Achievement and Honors
Llewellyn Hilleth Thomas has made important contributions to atomic, molecular and solid state physics. He developed an approximate theory of N displaystyle N-body quantum systems as well as an algorithm for solving tridiagonal systems of equations. Llewellyn received several honorary degrees before co-founding multiple companies. Today he serves as director of Tech’s Algorithms Combinatorics Optimization program (ACO) while supervising 16 Ph.D students.
There are various solutions for solving tridiagonal systems of linear algebraic equations, and Thomas algorithm is one of the more efficient. Unfortunately, however, it requires many operations to solve systems with multiple unknowns; therefore in this paper we develop a parallel Thomas algorithm which is more cost-effective than serial CR and PCR algorithms.
He and his wife are parents to two school-age children who attend Naperville Christian Academy, while he serves as an elder in Wheaton’s nonconformist church congregation.
The Thomas algorithm reduces large systems of equations into more manageable ones by performing operations which are linear in terms of unknowns. This approach significantly outshines standard Gaussian elimination methods which require approximately 10 (500) flops for an n x n matrix.
To test CR, PCR, PTA and the classic Thomas algorithm on GPUs, we solved a steady lid-driven cavity flow and steady/unsteady flow over a square cylinder inside a channel at various Reynolds numbers using various Reynolds numbers as their Reynolds numbers change. PTA provided the highest speedup compared to its counterparts.
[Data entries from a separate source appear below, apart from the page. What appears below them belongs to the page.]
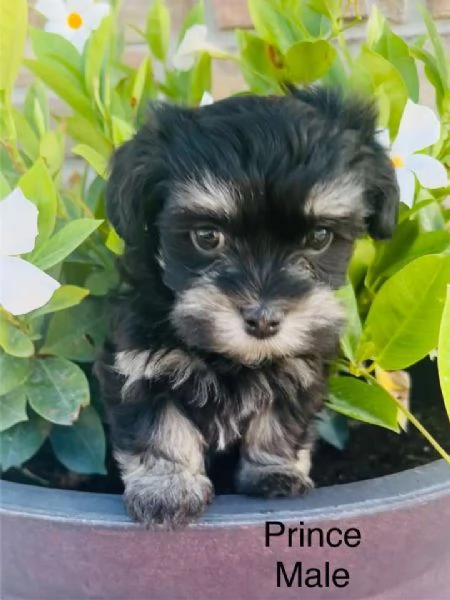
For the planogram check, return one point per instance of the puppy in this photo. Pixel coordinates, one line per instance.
(238, 220)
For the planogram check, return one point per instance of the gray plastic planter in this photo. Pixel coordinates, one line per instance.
(74, 545)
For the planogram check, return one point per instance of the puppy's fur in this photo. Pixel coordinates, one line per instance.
(181, 376)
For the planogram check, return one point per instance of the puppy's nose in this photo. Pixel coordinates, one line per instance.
(262, 321)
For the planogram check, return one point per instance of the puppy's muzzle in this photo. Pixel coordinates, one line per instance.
(262, 320)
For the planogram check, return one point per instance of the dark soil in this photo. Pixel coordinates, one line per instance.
(370, 452)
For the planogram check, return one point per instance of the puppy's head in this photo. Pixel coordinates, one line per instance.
(250, 207)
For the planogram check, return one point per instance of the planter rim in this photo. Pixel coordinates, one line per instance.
(391, 492)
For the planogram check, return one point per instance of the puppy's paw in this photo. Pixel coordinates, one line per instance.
(273, 482)
(168, 502)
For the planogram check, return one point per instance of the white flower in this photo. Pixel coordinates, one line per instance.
(73, 19)
(23, 287)
(206, 99)
(419, 129)
(194, 42)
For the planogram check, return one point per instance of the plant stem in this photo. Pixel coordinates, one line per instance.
(426, 434)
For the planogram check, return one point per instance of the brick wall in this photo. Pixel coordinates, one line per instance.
(224, 15)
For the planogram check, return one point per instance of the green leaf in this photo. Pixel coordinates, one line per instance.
(272, 24)
(21, 442)
(38, 187)
(258, 70)
(122, 131)
(13, 340)
(26, 136)
(64, 297)
(391, 251)
(13, 31)
(374, 75)
(13, 370)
(403, 322)
(114, 242)
(375, 26)
(141, 81)
(13, 408)
(352, 333)
(5, 188)
(63, 87)
(444, 352)
(307, 61)
(158, 29)
(431, 71)
(51, 149)
(98, 162)
(35, 109)
(77, 333)
(428, 242)
(87, 133)
(397, 52)
(200, 78)
(63, 243)
(96, 52)
(81, 447)
(57, 389)
(359, 400)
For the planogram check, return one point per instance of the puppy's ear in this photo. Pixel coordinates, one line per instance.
(359, 116)
(124, 192)
(382, 194)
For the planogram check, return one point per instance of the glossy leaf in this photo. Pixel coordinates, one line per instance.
(333, 428)
(82, 446)
(359, 400)
(158, 29)
(62, 86)
(57, 389)
(98, 162)
(396, 51)
(77, 333)
(307, 61)
(403, 322)
(64, 242)
(374, 75)
(13, 408)
(272, 24)
(444, 352)
(96, 53)
(352, 332)
(38, 187)
(13, 340)
(87, 133)
(21, 442)
(13, 372)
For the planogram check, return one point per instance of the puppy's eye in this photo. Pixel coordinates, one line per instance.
(318, 239)
(207, 240)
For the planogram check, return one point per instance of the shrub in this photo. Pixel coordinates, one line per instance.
(397, 294)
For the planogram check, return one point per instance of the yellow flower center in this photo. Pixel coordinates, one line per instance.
(397, 161)
(74, 20)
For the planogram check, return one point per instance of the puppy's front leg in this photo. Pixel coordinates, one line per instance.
(275, 456)
(165, 484)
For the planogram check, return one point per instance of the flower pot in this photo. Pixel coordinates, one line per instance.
(59, 544)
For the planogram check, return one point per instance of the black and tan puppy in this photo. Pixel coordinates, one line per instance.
(238, 220)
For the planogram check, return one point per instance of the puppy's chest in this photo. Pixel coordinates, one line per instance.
(220, 401)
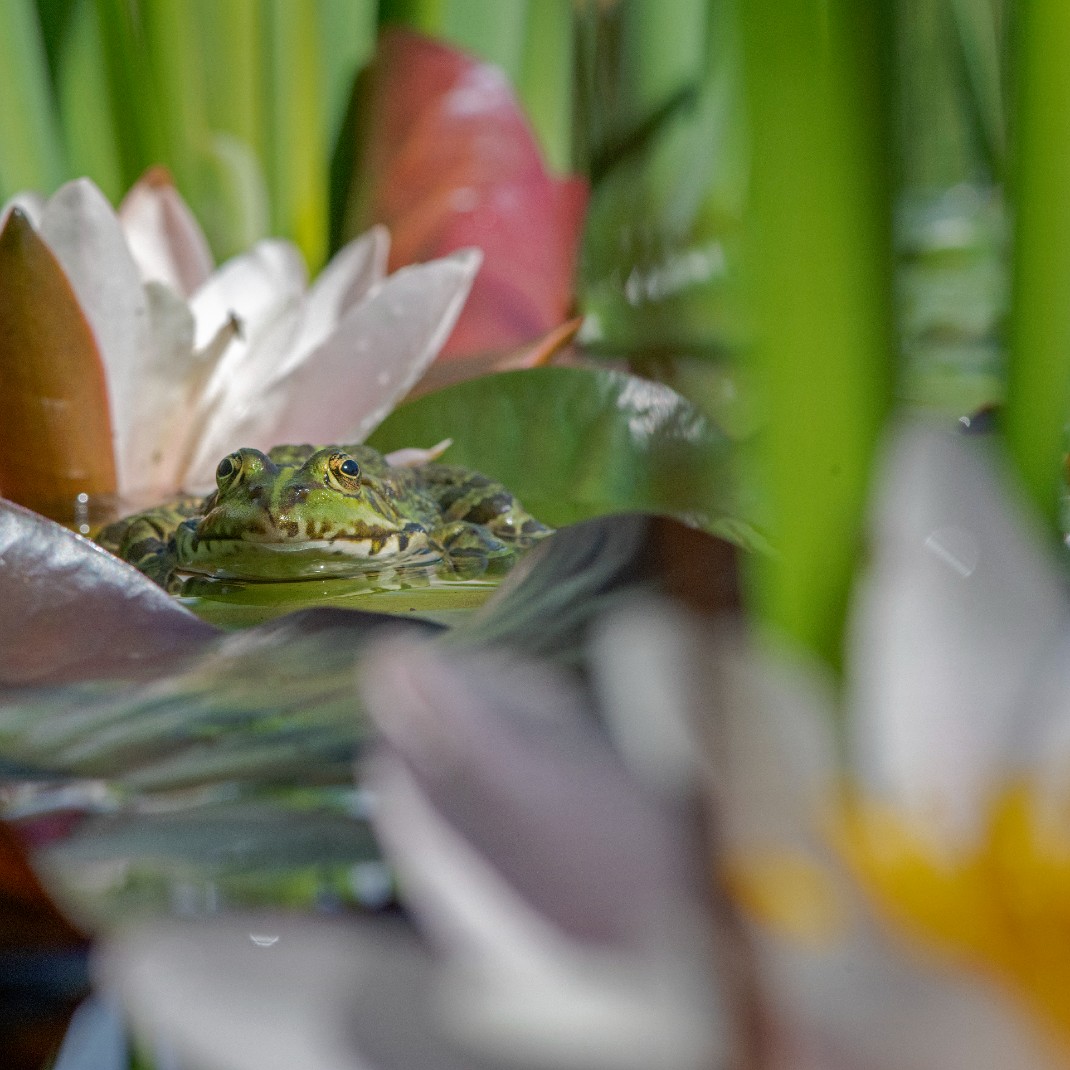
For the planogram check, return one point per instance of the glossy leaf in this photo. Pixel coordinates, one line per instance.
(625, 443)
(70, 610)
(447, 162)
(55, 430)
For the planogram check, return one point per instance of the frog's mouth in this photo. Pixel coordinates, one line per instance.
(244, 559)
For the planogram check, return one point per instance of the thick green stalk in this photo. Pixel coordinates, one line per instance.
(296, 157)
(816, 76)
(492, 31)
(546, 78)
(979, 28)
(663, 51)
(1038, 382)
(172, 40)
(347, 42)
(86, 106)
(31, 154)
(142, 139)
(231, 35)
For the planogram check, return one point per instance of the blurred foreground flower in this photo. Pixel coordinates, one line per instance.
(552, 866)
(907, 875)
(900, 874)
(128, 366)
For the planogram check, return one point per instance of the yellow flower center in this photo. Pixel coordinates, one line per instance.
(1000, 904)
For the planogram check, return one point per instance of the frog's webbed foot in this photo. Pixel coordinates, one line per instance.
(472, 498)
(461, 538)
(147, 539)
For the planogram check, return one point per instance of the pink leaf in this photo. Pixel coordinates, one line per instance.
(451, 162)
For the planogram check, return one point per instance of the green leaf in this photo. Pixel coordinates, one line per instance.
(86, 106)
(818, 76)
(669, 163)
(575, 443)
(231, 37)
(1038, 380)
(296, 150)
(546, 79)
(31, 153)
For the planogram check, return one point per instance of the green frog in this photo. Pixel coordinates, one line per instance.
(304, 511)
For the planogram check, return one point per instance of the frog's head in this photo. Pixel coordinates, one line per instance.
(268, 521)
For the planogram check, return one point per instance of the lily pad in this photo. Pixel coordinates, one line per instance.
(576, 443)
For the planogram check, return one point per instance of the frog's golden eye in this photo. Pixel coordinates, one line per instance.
(228, 471)
(344, 473)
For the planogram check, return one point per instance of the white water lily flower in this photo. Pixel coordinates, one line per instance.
(200, 362)
(907, 879)
(556, 885)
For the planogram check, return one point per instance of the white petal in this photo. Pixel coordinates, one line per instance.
(262, 993)
(344, 388)
(774, 761)
(83, 232)
(164, 238)
(237, 410)
(346, 280)
(165, 406)
(31, 203)
(253, 286)
(859, 1003)
(414, 457)
(958, 610)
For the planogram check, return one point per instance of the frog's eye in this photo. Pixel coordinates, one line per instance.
(344, 472)
(228, 470)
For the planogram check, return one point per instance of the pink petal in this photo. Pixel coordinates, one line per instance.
(344, 390)
(164, 237)
(956, 616)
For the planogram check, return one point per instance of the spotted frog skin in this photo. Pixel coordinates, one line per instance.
(306, 511)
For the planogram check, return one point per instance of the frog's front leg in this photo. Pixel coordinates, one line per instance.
(472, 498)
(147, 539)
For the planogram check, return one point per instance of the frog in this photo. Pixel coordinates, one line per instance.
(306, 511)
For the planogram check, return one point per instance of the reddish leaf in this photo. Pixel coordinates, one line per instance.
(449, 161)
(55, 426)
(469, 366)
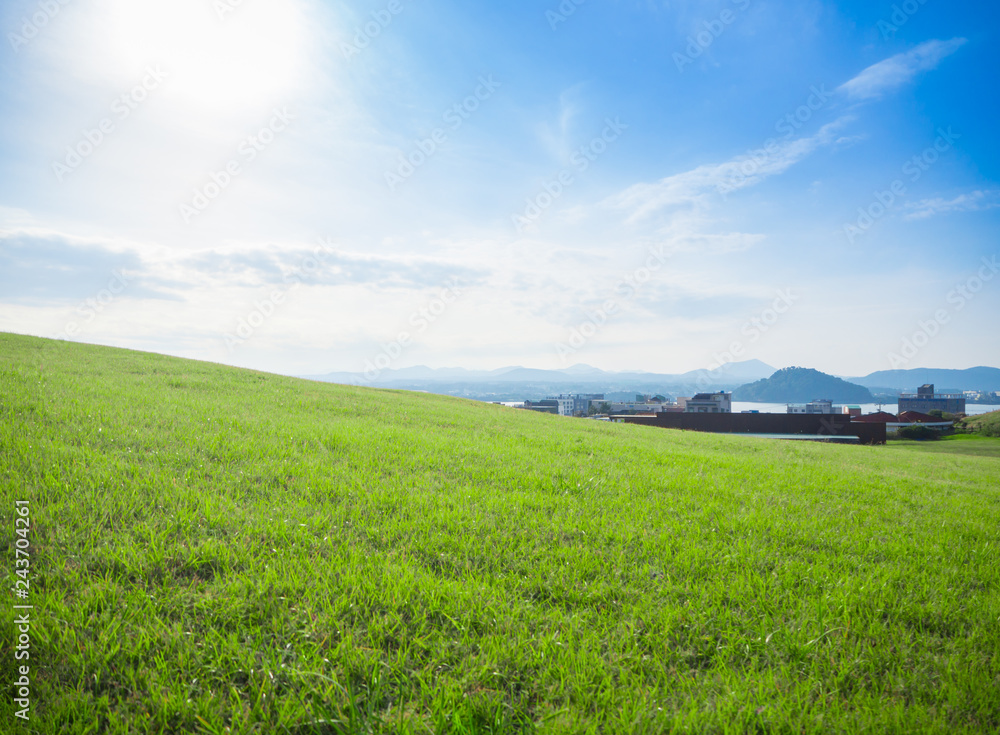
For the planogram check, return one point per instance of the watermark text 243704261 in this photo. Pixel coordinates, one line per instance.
(22, 610)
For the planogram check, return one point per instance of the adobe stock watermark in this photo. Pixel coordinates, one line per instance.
(264, 309)
(89, 309)
(563, 12)
(420, 320)
(626, 289)
(913, 169)
(901, 14)
(454, 117)
(248, 149)
(699, 43)
(372, 29)
(754, 160)
(31, 26)
(753, 329)
(123, 106)
(957, 299)
(581, 160)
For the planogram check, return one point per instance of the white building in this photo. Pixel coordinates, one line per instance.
(707, 403)
(814, 407)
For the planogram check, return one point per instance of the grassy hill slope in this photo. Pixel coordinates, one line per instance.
(219, 550)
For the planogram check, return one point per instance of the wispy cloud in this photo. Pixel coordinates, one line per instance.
(972, 202)
(900, 69)
(695, 186)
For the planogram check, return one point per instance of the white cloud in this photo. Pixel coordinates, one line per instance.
(900, 69)
(695, 186)
(972, 202)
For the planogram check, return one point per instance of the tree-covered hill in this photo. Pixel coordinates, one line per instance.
(800, 385)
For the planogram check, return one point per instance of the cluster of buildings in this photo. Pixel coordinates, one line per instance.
(713, 412)
(926, 400)
(595, 405)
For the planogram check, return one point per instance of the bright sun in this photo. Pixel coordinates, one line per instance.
(221, 55)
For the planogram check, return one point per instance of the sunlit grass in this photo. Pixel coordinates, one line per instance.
(216, 548)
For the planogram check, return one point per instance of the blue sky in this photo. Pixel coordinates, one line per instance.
(304, 186)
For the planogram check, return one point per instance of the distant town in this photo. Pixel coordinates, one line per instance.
(820, 419)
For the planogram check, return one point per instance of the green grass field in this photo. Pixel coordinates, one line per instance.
(223, 551)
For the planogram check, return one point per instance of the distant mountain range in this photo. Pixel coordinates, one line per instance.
(515, 383)
(801, 385)
(978, 378)
(518, 383)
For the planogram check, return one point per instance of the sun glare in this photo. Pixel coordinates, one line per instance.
(223, 56)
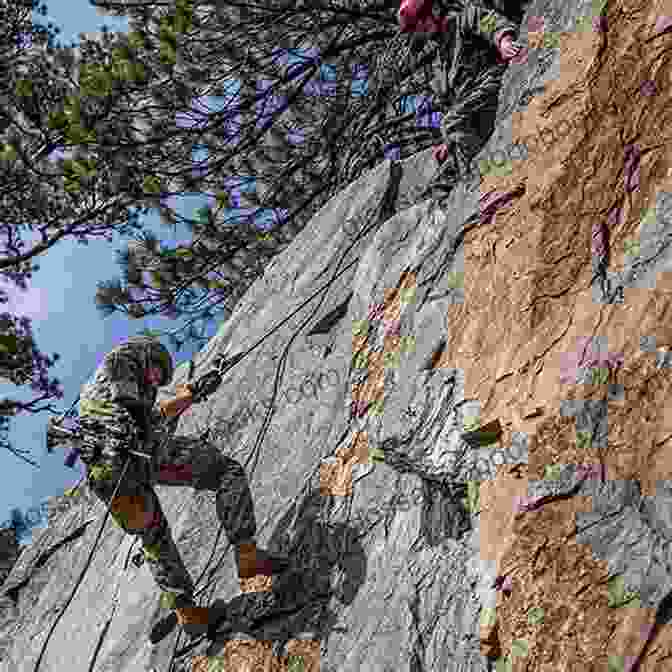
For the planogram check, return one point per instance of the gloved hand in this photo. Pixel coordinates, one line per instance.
(509, 48)
(202, 388)
(440, 153)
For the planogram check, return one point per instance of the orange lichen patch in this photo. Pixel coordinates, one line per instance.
(391, 344)
(308, 649)
(358, 449)
(257, 656)
(336, 477)
(372, 390)
(256, 584)
(359, 344)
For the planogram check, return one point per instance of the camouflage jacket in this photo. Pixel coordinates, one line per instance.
(117, 395)
(466, 47)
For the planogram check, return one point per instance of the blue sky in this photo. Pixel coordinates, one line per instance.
(60, 301)
(60, 298)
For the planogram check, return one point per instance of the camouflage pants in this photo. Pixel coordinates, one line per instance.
(465, 127)
(136, 508)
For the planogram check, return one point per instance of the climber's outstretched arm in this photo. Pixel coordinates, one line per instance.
(487, 23)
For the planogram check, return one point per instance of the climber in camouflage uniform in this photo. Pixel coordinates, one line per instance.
(120, 398)
(475, 44)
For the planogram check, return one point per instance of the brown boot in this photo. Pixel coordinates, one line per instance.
(194, 620)
(252, 562)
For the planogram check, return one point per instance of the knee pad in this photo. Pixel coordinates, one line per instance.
(131, 514)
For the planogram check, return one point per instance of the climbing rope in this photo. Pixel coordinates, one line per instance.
(386, 206)
(386, 210)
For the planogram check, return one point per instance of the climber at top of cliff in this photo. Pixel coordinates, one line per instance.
(467, 88)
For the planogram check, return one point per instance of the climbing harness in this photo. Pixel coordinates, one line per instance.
(225, 365)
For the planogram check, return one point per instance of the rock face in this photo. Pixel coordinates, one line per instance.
(539, 295)
(9, 552)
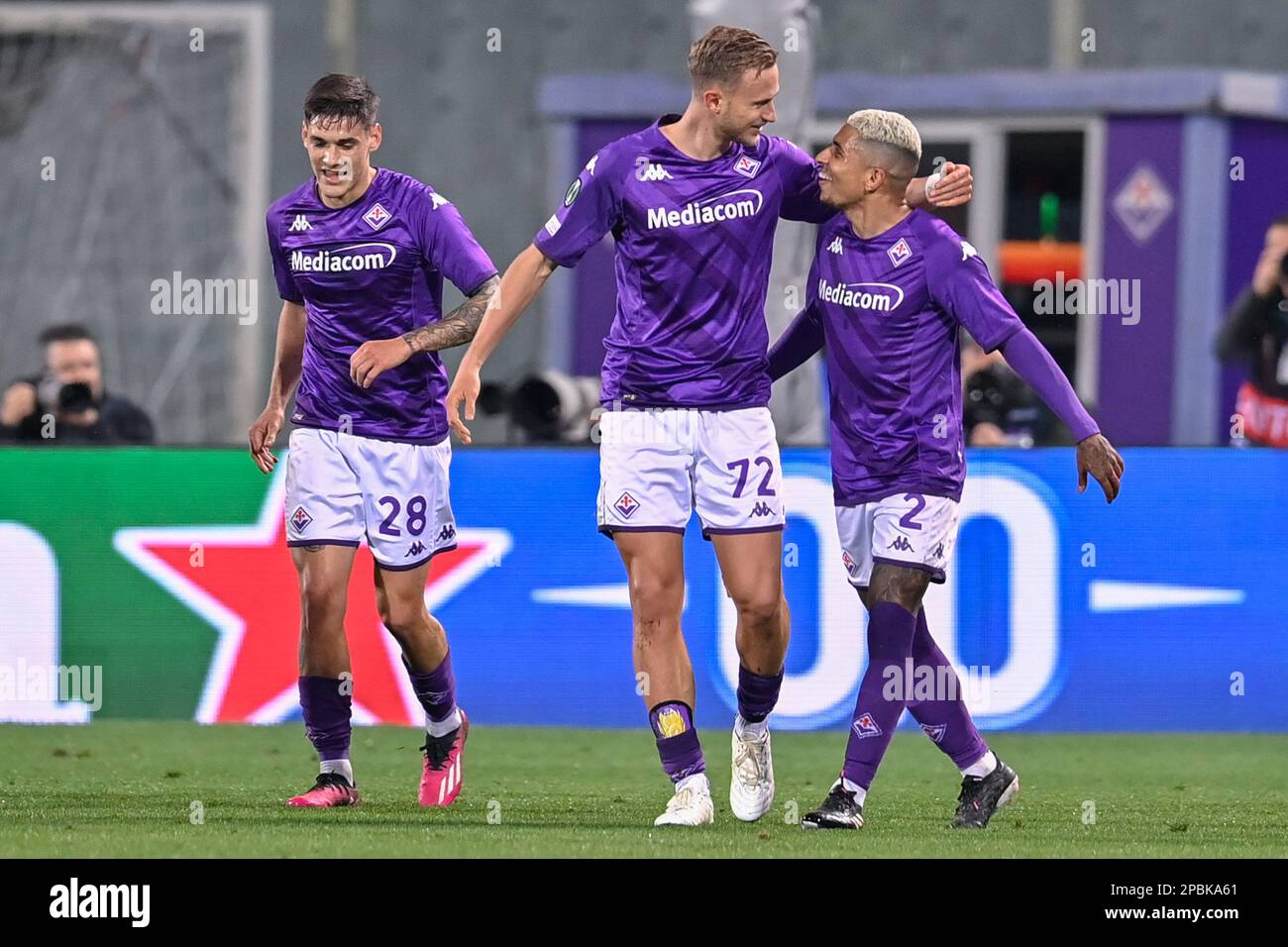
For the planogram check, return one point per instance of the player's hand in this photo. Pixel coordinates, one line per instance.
(954, 187)
(262, 436)
(465, 388)
(374, 359)
(20, 402)
(1099, 458)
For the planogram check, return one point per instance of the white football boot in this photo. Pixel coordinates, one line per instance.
(691, 805)
(751, 791)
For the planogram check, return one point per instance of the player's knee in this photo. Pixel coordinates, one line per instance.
(400, 616)
(759, 609)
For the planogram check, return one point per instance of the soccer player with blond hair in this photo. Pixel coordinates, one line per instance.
(692, 202)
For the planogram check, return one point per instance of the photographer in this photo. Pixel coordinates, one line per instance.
(67, 403)
(1257, 330)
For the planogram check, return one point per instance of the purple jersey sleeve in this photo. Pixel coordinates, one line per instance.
(960, 283)
(591, 208)
(450, 247)
(1033, 364)
(286, 287)
(799, 174)
(804, 337)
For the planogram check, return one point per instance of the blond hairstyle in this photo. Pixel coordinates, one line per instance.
(725, 53)
(893, 131)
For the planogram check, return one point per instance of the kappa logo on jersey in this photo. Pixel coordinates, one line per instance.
(900, 252)
(647, 170)
(729, 206)
(300, 519)
(880, 296)
(377, 217)
(344, 260)
(866, 727)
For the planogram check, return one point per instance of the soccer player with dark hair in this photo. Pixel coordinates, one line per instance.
(360, 254)
(692, 202)
(887, 294)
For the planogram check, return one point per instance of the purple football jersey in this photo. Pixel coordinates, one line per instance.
(888, 309)
(694, 247)
(370, 270)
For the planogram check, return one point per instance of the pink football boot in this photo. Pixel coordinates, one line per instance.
(331, 789)
(441, 780)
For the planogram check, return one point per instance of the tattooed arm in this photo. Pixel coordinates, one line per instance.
(458, 328)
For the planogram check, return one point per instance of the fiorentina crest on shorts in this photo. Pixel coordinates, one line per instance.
(900, 252)
(300, 519)
(866, 727)
(376, 217)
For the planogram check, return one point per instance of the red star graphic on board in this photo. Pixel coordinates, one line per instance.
(241, 579)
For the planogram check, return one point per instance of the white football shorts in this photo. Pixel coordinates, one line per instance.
(343, 488)
(903, 530)
(657, 466)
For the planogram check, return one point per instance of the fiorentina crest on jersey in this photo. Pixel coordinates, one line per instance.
(866, 727)
(376, 217)
(900, 252)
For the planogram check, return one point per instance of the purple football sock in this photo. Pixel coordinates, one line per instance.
(677, 740)
(436, 689)
(876, 712)
(947, 722)
(326, 715)
(756, 694)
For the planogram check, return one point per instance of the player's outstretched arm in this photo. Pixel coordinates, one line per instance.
(802, 339)
(1033, 364)
(287, 365)
(949, 185)
(373, 359)
(519, 286)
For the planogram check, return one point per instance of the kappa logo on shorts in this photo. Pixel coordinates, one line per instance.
(866, 727)
(300, 519)
(377, 215)
(626, 505)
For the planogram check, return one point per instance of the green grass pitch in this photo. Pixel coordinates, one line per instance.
(117, 789)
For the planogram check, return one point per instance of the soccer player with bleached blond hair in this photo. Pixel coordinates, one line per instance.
(692, 202)
(887, 292)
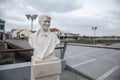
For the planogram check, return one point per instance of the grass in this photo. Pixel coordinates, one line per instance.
(106, 42)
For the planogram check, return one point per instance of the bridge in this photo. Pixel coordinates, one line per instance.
(94, 62)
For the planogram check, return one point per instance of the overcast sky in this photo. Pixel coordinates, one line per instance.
(76, 16)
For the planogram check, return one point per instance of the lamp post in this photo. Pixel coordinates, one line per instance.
(31, 17)
(94, 29)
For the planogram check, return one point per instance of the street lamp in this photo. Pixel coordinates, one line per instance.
(94, 29)
(31, 17)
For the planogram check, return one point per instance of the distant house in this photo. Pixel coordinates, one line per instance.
(8, 35)
(23, 34)
(2, 30)
(14, 33)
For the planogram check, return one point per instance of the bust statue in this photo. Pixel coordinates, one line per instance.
(43, 41)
Due to his immense net worth, he is considered one of the wealthiest individuals worldwide. Additionally, he serves as an investor and founder for numerous companies involved in e-commerce, software development and healthcare.
The CR algorithm utilizes linear (O(n)) operations while Thomas algorithm can use O(n). But for large systems, solving them often takes too long a time; so to speed up this process Thomas algorithm may be more appropriate to help efficiently solve larger systems.
To address this problem, the PCR-Thomas algorithm divides large systems into several smaller ones before solving each in parallel with Thomas. It is faster and more effective than either CR or PCR; its implementation and programming is straightforward; its scalability outpaces PDD/reduced PDD algorithms; it offers superlinear speedup over Thomas.